En l'espèce, [U] [I] a souscrit les contrats d'assurance-vie suivants :
- 12 février 1998 Initiatives Transmissions n°40563021305 : 34 196,16 francs
- 26 septembre 1998 Initiatives Transmissions n°40570046414 : 55 000 francs
- 14 mars 2000 Initiatives Transmissions n°40590598103 : 91 900 francs
- 25 novembre 2004 Nuances Plus n°85902910512 : 22 900 euros.
L'appelante verse aux débats les relevés d'information annuels des contrats dont il ressort des montants suivants :
- contrat n°40563021305 : 8 253,82 euros au 31 décembre 2011 ; 8 402,01 euros au 31 décembre 2012 ; 8 558,20 euros au 31 décembre 2013 ;
- contrat n°40570046414 : 12'887,91euros au 31 décembre 2011 ; 13'119,32 euros au 31 décembre 2012 ; 13'363,2 au 31 décembre 2013 ;
- contrat n°40590598103 : 20'058,18 euros au 31 décembre 2011 ; 20'418,32 euros au 31 décembre 2012 ; 20 797,89 euros au 31 décembre 2013 ;
- contrat n° 85902910512 : 44'905,44 euros au 31 décembre 2012 ; 46'101,98 euros au 31 décembre 2013 ;
[U] [I] est en fait décédé le 30 octobre 2013.
Les ordonnancements arrêtés au 19 mars 2014 indiquent pour chaque contrat le montant de la quotité due à Mme [P], ce qui représente la somme totale de 87 161,73 euros.
Or, il est constant que l'intimée a perçu deux fois cette somme.
La CNP Assurancess, demanderesse à la restitution, rapporte à suffisance la preuve du paiement indu effectué dans le cas présent par erreur.
En revanche, elle ne produit aucun décompte des intérêts sollicités, notamment des modalités de leur calcul. Elle ne justifie pas davantage du bien fondé et du montant des dommages et intérêts réclamés. Les demandes formées à ce titre sont donc rejetées.
Mme [P] sera condamnée à payer à la CNP la somme de 87 161,73 euros, avec intérêts au taux légal à compter de la mise en demeure en date du 4 janvier 2017 adressée par lettre recommandée reçue le 6 janvier 2017.
L'intimée sera déboutée de sa demande de délais de paiement au regard de l'ancienneté de la dette et de l'absence d'éléments relatifs à sa situation financière.
La juridiction de première instance a, à juste titre, rejeté la demande de dommages-intérêts pour procédure abusive à l'encontre de la CNP.
L'appelante sollicite la somme de 5 000 euros pour résistance abusive.

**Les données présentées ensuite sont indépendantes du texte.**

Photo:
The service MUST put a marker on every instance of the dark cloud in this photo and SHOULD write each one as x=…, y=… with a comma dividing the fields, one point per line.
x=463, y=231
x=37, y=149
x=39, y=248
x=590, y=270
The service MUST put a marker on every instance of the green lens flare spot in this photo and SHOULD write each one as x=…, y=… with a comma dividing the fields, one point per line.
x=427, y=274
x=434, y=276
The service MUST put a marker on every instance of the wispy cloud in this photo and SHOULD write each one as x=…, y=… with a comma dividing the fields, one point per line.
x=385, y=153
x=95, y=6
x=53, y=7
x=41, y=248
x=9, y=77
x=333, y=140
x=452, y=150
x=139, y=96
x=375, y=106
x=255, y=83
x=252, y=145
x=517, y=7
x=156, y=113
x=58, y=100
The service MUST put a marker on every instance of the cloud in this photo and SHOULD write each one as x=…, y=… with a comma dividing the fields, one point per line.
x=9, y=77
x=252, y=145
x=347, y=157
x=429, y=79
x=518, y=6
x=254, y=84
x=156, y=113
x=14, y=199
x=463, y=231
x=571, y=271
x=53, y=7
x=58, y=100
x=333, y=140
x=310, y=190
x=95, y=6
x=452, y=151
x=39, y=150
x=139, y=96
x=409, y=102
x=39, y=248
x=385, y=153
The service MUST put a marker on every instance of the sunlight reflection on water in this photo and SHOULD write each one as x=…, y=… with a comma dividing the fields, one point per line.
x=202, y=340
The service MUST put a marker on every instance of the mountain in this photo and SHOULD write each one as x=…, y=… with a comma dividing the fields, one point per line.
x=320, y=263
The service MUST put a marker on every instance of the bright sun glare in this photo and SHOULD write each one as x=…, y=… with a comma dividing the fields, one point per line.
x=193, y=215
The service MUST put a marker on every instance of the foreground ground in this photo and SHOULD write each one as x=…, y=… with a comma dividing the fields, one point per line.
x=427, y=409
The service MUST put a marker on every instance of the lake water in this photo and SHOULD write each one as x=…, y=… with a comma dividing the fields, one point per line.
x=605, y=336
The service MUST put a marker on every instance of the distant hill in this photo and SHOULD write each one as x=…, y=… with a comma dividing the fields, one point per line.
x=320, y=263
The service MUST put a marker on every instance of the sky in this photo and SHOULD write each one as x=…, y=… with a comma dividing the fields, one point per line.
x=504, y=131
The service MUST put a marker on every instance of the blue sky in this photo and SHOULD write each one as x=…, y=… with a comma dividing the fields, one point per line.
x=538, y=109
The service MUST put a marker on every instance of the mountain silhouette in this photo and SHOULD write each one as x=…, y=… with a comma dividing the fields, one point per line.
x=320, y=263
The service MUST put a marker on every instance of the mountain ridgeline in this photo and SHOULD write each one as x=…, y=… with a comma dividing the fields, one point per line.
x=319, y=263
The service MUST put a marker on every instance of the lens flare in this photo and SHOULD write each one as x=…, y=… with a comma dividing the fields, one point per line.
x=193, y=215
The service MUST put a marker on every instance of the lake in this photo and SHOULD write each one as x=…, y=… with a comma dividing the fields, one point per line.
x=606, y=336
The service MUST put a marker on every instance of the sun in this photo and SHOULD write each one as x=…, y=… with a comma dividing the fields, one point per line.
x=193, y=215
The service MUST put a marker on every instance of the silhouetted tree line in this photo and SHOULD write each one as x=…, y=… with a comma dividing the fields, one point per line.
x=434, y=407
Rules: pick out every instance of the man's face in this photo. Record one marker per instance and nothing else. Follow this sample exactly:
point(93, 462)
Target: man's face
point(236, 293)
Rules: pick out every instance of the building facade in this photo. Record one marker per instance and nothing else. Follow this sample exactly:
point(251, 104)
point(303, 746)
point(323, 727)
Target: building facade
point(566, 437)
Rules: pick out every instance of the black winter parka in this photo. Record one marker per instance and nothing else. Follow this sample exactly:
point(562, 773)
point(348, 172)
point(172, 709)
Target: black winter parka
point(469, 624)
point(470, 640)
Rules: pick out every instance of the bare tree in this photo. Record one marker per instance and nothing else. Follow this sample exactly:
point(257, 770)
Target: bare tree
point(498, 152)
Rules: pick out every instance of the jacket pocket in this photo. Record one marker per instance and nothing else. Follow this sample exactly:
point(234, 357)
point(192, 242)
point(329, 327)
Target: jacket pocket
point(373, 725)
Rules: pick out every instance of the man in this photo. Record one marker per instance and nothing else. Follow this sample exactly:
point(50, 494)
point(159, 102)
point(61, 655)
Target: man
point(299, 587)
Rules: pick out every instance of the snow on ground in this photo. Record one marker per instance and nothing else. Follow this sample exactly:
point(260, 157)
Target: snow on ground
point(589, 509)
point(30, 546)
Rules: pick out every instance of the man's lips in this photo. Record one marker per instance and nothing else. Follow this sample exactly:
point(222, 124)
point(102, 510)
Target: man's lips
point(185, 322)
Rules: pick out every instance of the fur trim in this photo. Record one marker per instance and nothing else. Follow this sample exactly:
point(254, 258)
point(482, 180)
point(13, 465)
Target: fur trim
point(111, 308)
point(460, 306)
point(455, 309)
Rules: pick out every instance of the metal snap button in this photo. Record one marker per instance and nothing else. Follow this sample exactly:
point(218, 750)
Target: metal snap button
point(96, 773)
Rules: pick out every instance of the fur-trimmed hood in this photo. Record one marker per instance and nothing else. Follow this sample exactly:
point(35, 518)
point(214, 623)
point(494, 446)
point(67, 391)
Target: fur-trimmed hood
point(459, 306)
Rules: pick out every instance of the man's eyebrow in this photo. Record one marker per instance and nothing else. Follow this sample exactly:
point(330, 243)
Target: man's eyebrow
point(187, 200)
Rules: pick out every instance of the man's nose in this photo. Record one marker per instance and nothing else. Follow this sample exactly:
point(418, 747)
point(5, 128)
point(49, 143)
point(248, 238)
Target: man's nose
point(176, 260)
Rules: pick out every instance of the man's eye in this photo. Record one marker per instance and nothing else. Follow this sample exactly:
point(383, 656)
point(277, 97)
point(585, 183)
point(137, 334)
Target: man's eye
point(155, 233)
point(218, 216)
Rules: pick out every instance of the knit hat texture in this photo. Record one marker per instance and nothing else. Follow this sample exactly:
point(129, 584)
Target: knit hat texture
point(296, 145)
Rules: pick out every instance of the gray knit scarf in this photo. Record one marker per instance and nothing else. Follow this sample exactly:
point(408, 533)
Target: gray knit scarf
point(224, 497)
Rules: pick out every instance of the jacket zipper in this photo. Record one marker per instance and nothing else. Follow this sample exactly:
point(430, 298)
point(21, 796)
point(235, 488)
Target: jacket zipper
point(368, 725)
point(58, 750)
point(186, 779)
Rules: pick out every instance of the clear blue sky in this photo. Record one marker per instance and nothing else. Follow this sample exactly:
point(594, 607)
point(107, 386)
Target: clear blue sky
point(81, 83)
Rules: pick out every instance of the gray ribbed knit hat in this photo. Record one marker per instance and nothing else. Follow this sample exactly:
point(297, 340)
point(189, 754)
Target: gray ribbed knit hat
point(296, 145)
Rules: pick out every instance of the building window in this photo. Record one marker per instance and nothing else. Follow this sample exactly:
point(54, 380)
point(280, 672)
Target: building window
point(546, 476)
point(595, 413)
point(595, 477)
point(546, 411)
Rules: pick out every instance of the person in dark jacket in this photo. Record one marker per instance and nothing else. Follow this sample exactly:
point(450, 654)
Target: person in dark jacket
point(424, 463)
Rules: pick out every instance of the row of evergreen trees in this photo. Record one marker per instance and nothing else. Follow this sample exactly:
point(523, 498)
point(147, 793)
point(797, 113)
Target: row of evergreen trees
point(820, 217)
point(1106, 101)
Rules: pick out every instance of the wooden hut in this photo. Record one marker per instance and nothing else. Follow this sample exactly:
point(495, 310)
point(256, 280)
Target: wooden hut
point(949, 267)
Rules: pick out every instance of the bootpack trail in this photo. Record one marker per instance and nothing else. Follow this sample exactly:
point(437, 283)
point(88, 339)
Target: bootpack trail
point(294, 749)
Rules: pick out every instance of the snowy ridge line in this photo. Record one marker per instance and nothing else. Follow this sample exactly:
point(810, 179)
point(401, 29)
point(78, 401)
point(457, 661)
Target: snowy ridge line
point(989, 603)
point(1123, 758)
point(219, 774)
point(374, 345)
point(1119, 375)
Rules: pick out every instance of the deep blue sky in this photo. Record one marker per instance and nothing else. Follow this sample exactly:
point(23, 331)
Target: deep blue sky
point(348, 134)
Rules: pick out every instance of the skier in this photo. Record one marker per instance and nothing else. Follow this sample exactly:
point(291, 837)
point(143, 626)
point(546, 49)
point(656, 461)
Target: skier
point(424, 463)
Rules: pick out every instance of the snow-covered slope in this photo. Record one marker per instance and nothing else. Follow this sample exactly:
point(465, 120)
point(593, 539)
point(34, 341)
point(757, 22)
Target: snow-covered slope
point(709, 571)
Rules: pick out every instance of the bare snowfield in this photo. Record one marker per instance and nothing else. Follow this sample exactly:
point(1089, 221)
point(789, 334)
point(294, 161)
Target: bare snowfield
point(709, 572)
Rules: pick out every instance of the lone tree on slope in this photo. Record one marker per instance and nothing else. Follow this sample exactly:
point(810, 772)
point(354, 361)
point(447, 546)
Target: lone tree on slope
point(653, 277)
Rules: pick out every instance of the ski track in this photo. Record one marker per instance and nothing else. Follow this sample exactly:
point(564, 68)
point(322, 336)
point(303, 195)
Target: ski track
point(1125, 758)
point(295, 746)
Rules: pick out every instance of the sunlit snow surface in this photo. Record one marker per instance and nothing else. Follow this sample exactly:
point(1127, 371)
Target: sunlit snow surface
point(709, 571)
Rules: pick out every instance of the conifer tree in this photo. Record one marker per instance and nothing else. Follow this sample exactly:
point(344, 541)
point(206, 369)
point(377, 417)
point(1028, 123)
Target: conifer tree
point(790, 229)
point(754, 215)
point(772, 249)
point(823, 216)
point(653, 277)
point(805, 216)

Toutefois, elle ne démontre pas l'existence d'un préjudice financier autre que celui résultant du retard de paiement, ni que Mme [I] épouse [P] a agi avec mauvaise foi ou intention de nuire, de sorte qu'il y a lieu de la débouter sa demande de dommages et intérêts.
L'équité commande de lui allouer la somme totale de 3 500 euros au titre de ses frais irrépétibles de première instance et d'appel.
PAR CES MOTIFS
Statuant publiquement et contradictoirement, par mise à disposition de la décision au greffe,
Dans les limites de l'appel,
Infirme le jugement déféré, sauf en ses dispositions relatives au rejet des dommages-intérêts pour procédure abusive ;
Statuant des chefs infirmés et y ajoutant,
Condamne Mme [X] [I] épouse [P] à verser à la SA Caisse Nationale de Prévoyance Assurancess la somme de 87 161,73 euros avec intérêts au taux légal à compter du 4 janvier 2017 ;
Déboute la SA Caisse Nationale de Prévoyance Assurancess de ses demandes de dommages-intérêts ;
Déboute Mme [X] [I] épouse [P] de sa demande de délais de paiement ;
Condamne Mme [X] [I] épouse [P] à verser à la SA Caisse Nationale de Prévoyance Assurancess la somme de 3 500 euros au titre de l'article 700 du code de procédure civile ;
Rejette toute autre demande ;
Condamne Mme [X] [I] épouse [P] aux dépens d'appel.